Drôle de rencontre aussi pour ceux qui la découvre : Karen /Katel est toujours à rebours de la grandiloquence lorsqu’elle commence à parler avec le public pour qui elle dévoile un humour subtil de grande rêveuse. Dans une autre vie, elle réalise et produit les disques de plusieurs artistes majeures de la scène actuelle telles Maissiat, Fiodor Novski et Robi. Mieux, elle parvient à créer une sorte d’esprit de groupe où se croisent des musiciens finalement assez différents. Pas un hasard donc qu’elle ait proposé à Lou d’assurer ce mardi la première partie de son concert.  Cette chanteuse culte fait le lien entre le rock crépusculaire de la scène indépendante (le Bashung de « Novice », le Dominique A de « la Fossette ») et le son électronique d’aujourd’hui avec lequel elle tisse un univers lettré d’ombres et de lumière. Au Café de la danse, elle a donné un magistral aperçu de la puissance tranquille de son art qui mériterait que l’on s’y intéresse de près. C’est sans doute le message qu‘une Katel toujours  inspirée et partageuse a voulu faire passer à son public.

Drôle de concert finalement, ponctué de quelques morceaux joués seule à la guitare sèche et porté par cette blessure sentimentale rappelant la « belle abandonnée » que  chantait Brigitte Fontaine (Infantes fardées/pour quelque intermède/Duègne grisée/dans son tutu raide).
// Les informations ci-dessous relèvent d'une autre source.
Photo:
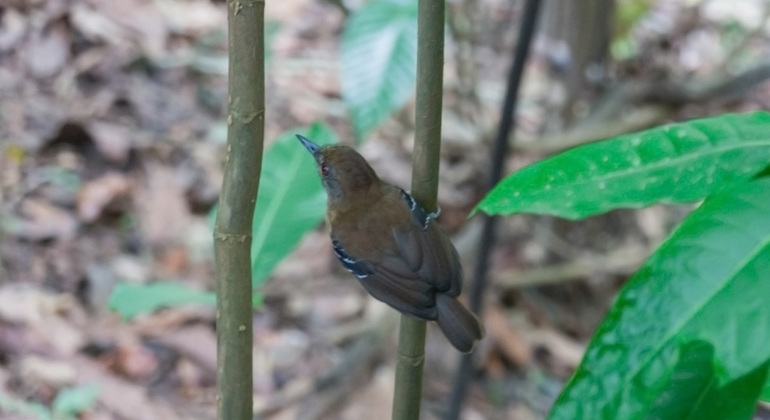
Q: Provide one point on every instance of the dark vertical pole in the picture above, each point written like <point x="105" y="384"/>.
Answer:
<point x="497" y="157"/>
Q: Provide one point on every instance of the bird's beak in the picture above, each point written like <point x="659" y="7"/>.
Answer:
<point x="309" y="145"/>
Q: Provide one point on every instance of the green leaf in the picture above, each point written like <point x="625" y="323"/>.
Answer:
<point x="690" y="391"/>
<point x="673" y="164"/>
<point x="708" y="281"/>
<point x="31" y="410"/>
<point x="130" y="300"/>
<point x="379" y="60"/>
<point x="70" y="402"/>
<point x="291" y="199"/>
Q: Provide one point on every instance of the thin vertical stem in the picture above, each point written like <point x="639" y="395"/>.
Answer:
<point x="497" y="157"/>
<point x="232" y="234"/>
<point x="427" y="145"/>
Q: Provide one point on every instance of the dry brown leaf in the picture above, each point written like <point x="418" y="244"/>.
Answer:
<point x="112" y="140"/>
<point x="48" y="53"/>
<point x="42" y="314"/>
<point x="512" y="344"/>
<point x="36" y="370"/>
<point x="42" y="220"/>
<point x="162" y="206"/>
<point x="124" y="399"/>
<point x="99" y="193"/>
<point x="197" y="342"/>
<point x="96" y="26"/>
<point x="192" y="17"/>
<point x="373" y="402"/>
<point x="134" y="360"/>
<point x="13" y="27"/>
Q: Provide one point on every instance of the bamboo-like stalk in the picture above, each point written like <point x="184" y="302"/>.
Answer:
<point x="232" y="234"/>
<point x="427" y="144"/>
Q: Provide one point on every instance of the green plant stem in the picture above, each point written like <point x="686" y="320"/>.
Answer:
<point x="427" y="145"/>
<point x="232" y="234"/>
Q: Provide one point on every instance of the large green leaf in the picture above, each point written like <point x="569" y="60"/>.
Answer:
<point x="130" y="300"/>
<point x="707" y="282"/>
<point x="672" y="164"/>
<point x="291" y="200"/>
<point x="691" y="390"/>
<point x="379" y="60"/>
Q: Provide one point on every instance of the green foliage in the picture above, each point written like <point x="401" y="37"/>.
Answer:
<point x="28" y="409"/>
<point x="704" y="283"/>
<point x="67" y="405"/>
<point x="130" y="300"/>
<point x="291" y="200"/>
<point x="678" y="163"/>
<point x="379" y="59"/>
<point x="686" y="337"/>
<point x="70" y="402"/>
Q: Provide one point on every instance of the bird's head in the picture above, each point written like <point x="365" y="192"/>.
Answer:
<point x="345" y="174"/>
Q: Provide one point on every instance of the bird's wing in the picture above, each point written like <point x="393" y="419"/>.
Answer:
<point x="427" y="251"/>
<point x="391" y="281"/>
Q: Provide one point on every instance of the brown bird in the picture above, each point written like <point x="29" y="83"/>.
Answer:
<point x="392" y="245"/>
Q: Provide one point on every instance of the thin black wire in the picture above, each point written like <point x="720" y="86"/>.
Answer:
<point x="499" y="152"/>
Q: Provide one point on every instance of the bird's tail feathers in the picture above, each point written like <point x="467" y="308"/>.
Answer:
<point x="459" y="325"/>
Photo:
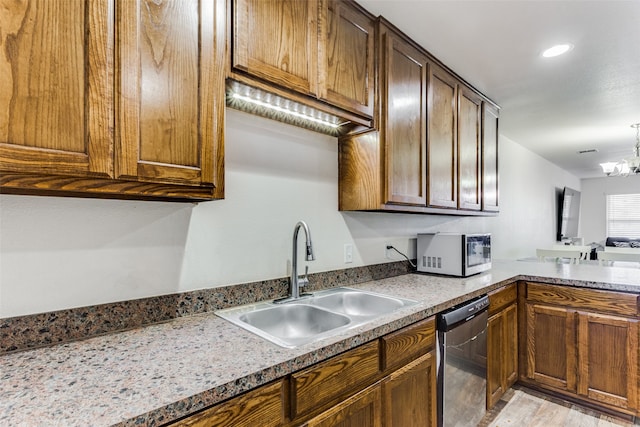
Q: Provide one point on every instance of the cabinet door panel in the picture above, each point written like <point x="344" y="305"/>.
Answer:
<point x="409" y="394"/>
<point x="171" y="103"/>
<point x="442" y="139"/>
<point x="608" y="359"/>
<point x="495" y="340"/>
<point x="469" y="149"/>
<point x="277" y="41"/>
<point x="551" y="351"/>
<point x="489" y="158"/>
<point x="346" y="57"/>
<point x="56" y="97"/>
<point x="403" y="129"/>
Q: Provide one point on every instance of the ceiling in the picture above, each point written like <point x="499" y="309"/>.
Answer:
<point x="586" y="99"/>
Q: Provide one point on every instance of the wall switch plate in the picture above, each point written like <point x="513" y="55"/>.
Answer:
<point x="348" y="253"/>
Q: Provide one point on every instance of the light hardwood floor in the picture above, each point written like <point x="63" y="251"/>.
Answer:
<point x="523" y="407"/>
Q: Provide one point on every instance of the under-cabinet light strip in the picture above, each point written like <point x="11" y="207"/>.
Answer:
<point x="284" y="110"/>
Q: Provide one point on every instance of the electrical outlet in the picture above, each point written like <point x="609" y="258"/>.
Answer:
<point x="348" y="253"/>
<point x="387" y="252"/>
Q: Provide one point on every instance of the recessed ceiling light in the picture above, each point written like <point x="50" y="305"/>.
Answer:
<point x="556" y="50"/>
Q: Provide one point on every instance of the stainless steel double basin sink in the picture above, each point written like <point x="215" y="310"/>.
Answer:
<point x="312" y="318"/>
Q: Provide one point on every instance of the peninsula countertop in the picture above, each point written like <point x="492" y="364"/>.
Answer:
<point x="155" y="374"/>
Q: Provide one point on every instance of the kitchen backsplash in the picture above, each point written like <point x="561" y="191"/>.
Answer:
<point x="37" y="330"/>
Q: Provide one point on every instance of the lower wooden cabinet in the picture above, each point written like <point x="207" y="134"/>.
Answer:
<point x="263" y="406"/>
<point x="583" y="343"/>
<point x="608" y="359"/>
<point x="362" y="410"/>
<point x="387" y="382"/>
<point x="409" y="394"/>
<point x="502" y="343"/>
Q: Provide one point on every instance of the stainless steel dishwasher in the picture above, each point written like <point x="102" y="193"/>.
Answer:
<point x="462" y="364"/>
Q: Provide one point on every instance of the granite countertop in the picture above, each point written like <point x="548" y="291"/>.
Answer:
<point x="158" y="373"/>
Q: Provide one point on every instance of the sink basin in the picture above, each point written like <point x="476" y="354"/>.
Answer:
<point x="313" y="318"/>
<point x="289" y="322"/>
<point x="357" y="303"/>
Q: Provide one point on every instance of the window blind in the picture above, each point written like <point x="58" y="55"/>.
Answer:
<point x="623" y="215"/>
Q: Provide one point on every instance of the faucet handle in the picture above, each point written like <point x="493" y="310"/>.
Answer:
<point x="304" y="281"/>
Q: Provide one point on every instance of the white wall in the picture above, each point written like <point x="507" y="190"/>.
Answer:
<point x="593" y="227"/>
<point x="66" y="252"/>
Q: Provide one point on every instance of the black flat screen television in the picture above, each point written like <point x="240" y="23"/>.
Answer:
<point x="568" y="214"/>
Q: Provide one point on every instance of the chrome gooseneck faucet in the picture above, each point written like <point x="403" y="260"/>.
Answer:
<point x="295" y="282"/>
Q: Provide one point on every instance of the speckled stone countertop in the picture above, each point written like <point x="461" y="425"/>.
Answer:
<point x="156" y="374"/>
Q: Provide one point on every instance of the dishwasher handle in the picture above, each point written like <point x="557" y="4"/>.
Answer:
<point x="450" y="319"/>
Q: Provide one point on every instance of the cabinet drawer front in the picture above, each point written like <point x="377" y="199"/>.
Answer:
<point x="407" y="344"/>
<point x="263" y="407"/>
<point x="587" y="299"/>
<point x="334" y="379"/>
<point x="362" y="410"/>
<point x="501" y="298"/>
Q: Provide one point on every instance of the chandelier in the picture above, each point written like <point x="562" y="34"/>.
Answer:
<point x="629" y="165"/>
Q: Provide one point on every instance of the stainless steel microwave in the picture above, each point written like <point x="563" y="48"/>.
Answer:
<point x="454" y="254"/>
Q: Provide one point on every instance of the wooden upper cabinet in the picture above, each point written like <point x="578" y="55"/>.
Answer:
<point x="490" y="195"/>
<point x="469" y="148"/>
<point x="442" y="143"/>
<point x="403" y="100"/>
<point x="346" y="54"/>
<point x="56" y="96"/>
<point x="277" y="41"/>
<point x="170" y="108"/>
<point x="321" y="49"/>
<point x="111" y="98"/>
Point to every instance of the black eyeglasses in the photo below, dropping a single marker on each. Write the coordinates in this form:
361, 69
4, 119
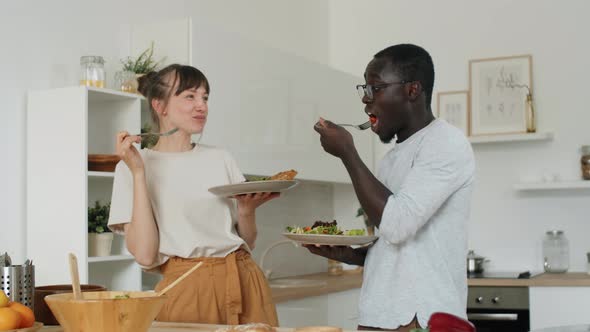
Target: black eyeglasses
369, 90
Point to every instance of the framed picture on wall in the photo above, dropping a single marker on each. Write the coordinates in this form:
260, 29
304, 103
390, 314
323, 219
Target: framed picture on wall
498, 89
453, 107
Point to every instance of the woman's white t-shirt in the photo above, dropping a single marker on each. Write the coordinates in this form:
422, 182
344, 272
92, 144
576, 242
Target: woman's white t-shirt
192, 222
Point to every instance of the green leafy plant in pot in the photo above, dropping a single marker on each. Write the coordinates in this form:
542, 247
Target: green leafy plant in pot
143, 64
133, 68
100, 238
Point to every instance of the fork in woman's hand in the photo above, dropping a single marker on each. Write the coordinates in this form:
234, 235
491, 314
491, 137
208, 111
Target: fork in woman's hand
167, 133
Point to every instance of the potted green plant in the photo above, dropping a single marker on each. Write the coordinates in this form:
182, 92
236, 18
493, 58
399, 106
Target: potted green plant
143, 64
100, 238
133, 68
370, 228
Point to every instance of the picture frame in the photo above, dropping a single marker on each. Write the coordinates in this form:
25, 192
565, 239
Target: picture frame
498, 89
453, 107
Le disque est joué de bout en bout, révélant quelques tubes en puissance (« Cyclone », le « je me jetterais dans la rue » du titre « A l’aphélie »). Il suit en cela la logique du concept album sans pour autant véritablement clarifier les circonstances et le récit de ce chagrin d’amour. Mais c’est justement ce qui fait la réussite de cette « Elégie », un mélange de sophistication baroque et d’inquiétant mystère derrière un éternel sourire angélique.